Peeling Potatoes for Thanksgiving Dinner

 
 
The mud and the juice under your fingernails, sliding down your forearms. The quarter-sized slivers of skin filling the trash can, errant flicks of the wrist littering the floor. Every Thanksgiving of my life in this act - the wet legume in one hand, sometimes slipping free like a bar of soap; the repetitive flick of the other hand, the peeler slicing the tips of your fingers so that your flesh and the potato’s flesh become one in the bottom of the trash bag. The blood and the milky water and the mud streaming down the tendons of your wrist. My grandparent’s kitchen in Wisconsin. My childhood kitchen - vomit yellow linoleum, the sugar maple in the backyard clinging to its last bloody leaves - in Valparaiso. Our beige yellow, dormant yard in Media, football on in the other room. My brother and sister and I, even on those worst years, sitting together peeling potatoes. The act of revealing flesh beneath flesh. Cutting out the bruises and wounds. Rinsing out our sliced fingers in the sink.

Is there a more richly symbolic act? Summers in the Midwest spent sitting beneath immense cloudless skies, shucking corn into wheelbarrows. Long boozy nights south of New Orleans sitting around vats of steaming shrimp and crawfish, the high tower of translucent exoskeletons, the murk and muck worked deep under your fingernails. In New England, summer days and seashores, white paper bibs and butter like liquid gold. The fracture and crack of lobster shells. Brothers in El Salvador peel oranges, knives flashing live sculptor’s chisels, mosquitoes caught in their sticky fingers. The slowest buys the next round of beer.
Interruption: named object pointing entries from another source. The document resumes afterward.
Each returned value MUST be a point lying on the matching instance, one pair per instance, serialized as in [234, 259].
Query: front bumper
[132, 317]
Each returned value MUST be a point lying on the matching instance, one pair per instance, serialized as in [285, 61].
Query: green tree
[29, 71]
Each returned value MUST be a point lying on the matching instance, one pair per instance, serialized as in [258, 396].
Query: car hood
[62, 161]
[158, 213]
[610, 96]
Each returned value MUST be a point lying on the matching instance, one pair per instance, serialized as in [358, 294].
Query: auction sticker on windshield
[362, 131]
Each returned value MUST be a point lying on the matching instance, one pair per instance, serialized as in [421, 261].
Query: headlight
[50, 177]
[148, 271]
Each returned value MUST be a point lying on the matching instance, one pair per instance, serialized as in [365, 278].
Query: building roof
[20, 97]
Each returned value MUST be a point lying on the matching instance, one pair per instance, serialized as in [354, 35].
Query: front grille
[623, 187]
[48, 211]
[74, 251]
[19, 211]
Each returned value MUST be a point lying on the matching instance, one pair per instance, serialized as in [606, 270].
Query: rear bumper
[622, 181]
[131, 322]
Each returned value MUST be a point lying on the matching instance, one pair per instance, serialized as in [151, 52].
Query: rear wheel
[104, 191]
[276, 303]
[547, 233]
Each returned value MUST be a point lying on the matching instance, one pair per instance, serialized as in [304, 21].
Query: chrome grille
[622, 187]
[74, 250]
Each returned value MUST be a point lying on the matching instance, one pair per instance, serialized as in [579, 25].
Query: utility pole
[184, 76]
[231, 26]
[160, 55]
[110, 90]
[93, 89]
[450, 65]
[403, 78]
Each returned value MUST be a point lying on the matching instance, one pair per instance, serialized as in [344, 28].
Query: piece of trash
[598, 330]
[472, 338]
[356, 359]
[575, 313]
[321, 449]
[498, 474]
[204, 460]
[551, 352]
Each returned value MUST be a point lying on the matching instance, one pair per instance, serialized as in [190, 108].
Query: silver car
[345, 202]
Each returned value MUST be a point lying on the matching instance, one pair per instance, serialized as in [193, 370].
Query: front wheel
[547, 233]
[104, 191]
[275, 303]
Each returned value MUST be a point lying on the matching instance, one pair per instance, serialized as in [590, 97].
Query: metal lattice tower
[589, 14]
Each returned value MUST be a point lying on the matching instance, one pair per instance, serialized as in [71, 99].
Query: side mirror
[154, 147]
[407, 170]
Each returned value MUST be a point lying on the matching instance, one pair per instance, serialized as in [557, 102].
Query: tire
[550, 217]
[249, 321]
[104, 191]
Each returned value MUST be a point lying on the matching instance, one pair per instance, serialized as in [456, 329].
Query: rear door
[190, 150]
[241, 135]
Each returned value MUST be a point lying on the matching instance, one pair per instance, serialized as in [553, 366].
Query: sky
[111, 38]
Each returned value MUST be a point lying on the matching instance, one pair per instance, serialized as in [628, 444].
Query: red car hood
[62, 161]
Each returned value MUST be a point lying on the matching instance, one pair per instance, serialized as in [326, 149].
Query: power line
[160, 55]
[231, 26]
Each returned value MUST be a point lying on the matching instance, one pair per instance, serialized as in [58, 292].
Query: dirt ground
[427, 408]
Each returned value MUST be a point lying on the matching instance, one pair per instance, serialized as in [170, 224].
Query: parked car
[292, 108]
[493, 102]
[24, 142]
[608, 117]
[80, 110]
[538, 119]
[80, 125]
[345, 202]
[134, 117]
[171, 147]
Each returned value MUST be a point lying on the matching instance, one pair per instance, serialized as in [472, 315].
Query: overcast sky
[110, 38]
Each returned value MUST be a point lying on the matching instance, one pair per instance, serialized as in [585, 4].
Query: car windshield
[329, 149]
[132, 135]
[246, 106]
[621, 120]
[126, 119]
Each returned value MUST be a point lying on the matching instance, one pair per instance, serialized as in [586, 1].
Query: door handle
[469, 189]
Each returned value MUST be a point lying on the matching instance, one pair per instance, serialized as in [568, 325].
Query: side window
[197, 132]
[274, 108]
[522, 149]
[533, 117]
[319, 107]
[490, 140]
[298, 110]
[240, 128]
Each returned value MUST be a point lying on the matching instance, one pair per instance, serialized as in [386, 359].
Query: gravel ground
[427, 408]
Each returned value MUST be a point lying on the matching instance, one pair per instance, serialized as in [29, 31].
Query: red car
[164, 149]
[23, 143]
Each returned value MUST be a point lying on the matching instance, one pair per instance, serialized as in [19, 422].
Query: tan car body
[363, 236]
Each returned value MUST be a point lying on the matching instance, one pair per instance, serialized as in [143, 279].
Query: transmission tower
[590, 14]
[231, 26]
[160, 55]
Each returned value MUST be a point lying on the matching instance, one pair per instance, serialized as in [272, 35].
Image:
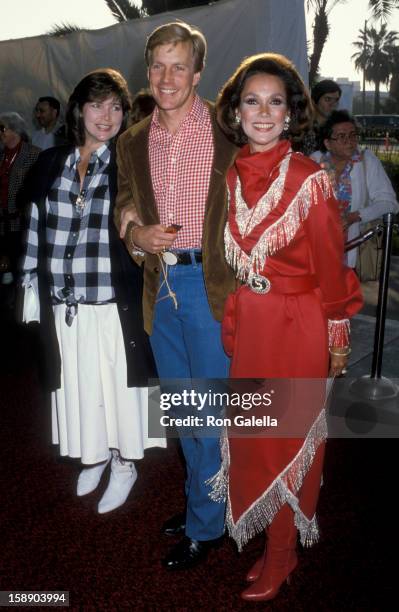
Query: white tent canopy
[45, 65]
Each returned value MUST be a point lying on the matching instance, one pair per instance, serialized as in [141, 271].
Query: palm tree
[382, 9]
[374, 56]
[122, 10]
[321, 30]
[62, 29]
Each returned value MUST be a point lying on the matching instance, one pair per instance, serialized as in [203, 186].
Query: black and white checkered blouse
[76, 232]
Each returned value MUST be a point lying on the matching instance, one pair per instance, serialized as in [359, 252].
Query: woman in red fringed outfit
[290, 316]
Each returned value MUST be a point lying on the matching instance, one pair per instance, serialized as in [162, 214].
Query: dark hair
[340, 116]
[95, 86]
[52, 102]
[16, 123]
[323, 87]
[174, 33]
[298, 100]
[143, 104]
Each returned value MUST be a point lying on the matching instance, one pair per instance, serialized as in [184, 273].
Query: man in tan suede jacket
[172, 168]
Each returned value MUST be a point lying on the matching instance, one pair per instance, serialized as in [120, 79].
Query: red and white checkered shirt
[181, 167]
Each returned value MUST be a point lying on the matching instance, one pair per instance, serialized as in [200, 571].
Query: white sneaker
[123, 477]
[90, 477]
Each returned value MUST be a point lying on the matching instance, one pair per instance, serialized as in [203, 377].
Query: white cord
[171, 293]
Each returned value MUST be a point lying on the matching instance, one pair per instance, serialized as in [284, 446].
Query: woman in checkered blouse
[98, 355]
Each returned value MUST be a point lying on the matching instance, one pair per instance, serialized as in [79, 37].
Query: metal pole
[375, 386]
[364, 68]
[382, 296]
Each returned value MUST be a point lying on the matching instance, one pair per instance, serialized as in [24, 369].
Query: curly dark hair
[98, 85]
[336, 117]
[298, 99]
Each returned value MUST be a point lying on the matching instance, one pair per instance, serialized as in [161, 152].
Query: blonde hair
[174, 33]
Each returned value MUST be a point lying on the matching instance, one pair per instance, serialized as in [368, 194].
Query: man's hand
[152, 238]
[128, 214]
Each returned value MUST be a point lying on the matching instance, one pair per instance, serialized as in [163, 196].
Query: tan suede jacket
[135, 188]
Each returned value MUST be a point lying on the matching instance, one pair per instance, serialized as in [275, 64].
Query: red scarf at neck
[257, 170]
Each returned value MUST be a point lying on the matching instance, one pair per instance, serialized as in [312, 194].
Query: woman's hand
[128, 214]
[338, 360]
[152, 238]
[350, 218]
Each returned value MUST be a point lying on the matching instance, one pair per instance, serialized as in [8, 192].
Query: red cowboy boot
[281, 558]
[257, 568]
[308, 497]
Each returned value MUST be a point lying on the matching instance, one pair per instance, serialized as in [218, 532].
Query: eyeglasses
[351, 137]
[331, 99]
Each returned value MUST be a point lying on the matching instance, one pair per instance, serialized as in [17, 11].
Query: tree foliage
[374, 55]
[62, 29]
[382, 9]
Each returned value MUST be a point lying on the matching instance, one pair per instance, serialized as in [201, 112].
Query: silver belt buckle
[259, 284]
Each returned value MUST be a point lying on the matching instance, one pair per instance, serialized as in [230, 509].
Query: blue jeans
[187, 344]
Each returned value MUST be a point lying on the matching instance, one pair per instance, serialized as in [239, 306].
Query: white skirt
[94, 410]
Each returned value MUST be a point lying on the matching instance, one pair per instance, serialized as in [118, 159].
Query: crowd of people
[196, 241]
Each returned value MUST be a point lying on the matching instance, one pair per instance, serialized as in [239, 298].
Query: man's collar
[197, 114]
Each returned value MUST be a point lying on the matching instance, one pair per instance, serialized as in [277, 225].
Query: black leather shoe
[175, 525]
[188, 553]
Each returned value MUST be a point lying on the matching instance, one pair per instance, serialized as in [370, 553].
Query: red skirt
[283, 338]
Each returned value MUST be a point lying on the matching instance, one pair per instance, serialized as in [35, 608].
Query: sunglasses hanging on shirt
[81, 201]
[169, 257]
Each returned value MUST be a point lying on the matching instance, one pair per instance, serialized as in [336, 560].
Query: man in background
[51, 132]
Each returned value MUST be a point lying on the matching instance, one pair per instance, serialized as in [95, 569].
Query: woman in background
[361, 185]
[16, 158]
[289, 318]
[98, 355]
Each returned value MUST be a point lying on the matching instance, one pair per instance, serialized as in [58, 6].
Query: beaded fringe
[282, 231]
[338, 332]
[284, 489]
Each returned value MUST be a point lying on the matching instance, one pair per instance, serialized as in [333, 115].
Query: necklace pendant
[259, 284]
[169, 258]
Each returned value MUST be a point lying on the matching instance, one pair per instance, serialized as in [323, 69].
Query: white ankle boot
[123, 477]
[90, 477]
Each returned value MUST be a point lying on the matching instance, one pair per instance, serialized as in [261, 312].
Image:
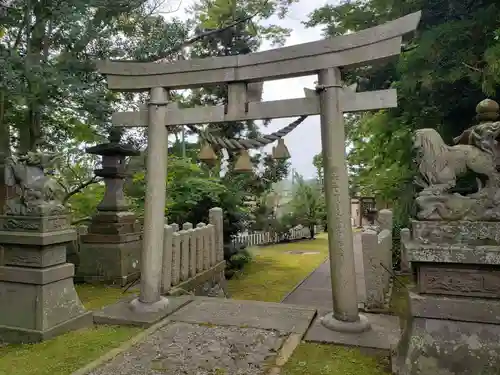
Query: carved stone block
[37, 297]
[34, 223]
[34, 256]
[110, 263]
[475, 233]
[469, 282]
Uncovered women sitting in the shuddered kitchens of Istanbul, eyes watering with laughter, naked fingers peeling the diaphanous skins of onions.

One year later, and alone. On the balcony with the garbage between my legs, a cigarette burning down. The call to prayer, the mosques alight in the violent sky of dusk. You are greedy and vain, God says. I save your brother and give you a nephew and you fly an ocean and a sea away. The blood and mud, my fingers shredded. The quiet that comes afterward. I give you women and all you do is mourn their absence. The daylight failing to nothingness.

I am greedy, yes. And vain. I mourn, yes, but I write poems of celebration, a love letter in the form of a novel. You have cast me out. Made me a stranger in my own land. So here I am. At home only with my strangeness, with solitude and indifferent women and a city where no one speaks my language. You have tested me, and I have chosen abundance, which is not easy. All we are is pulp and water. We are raw flesh, bruised and lacerated. Flick of the hand, mud beneath the nail, blood on the wrist.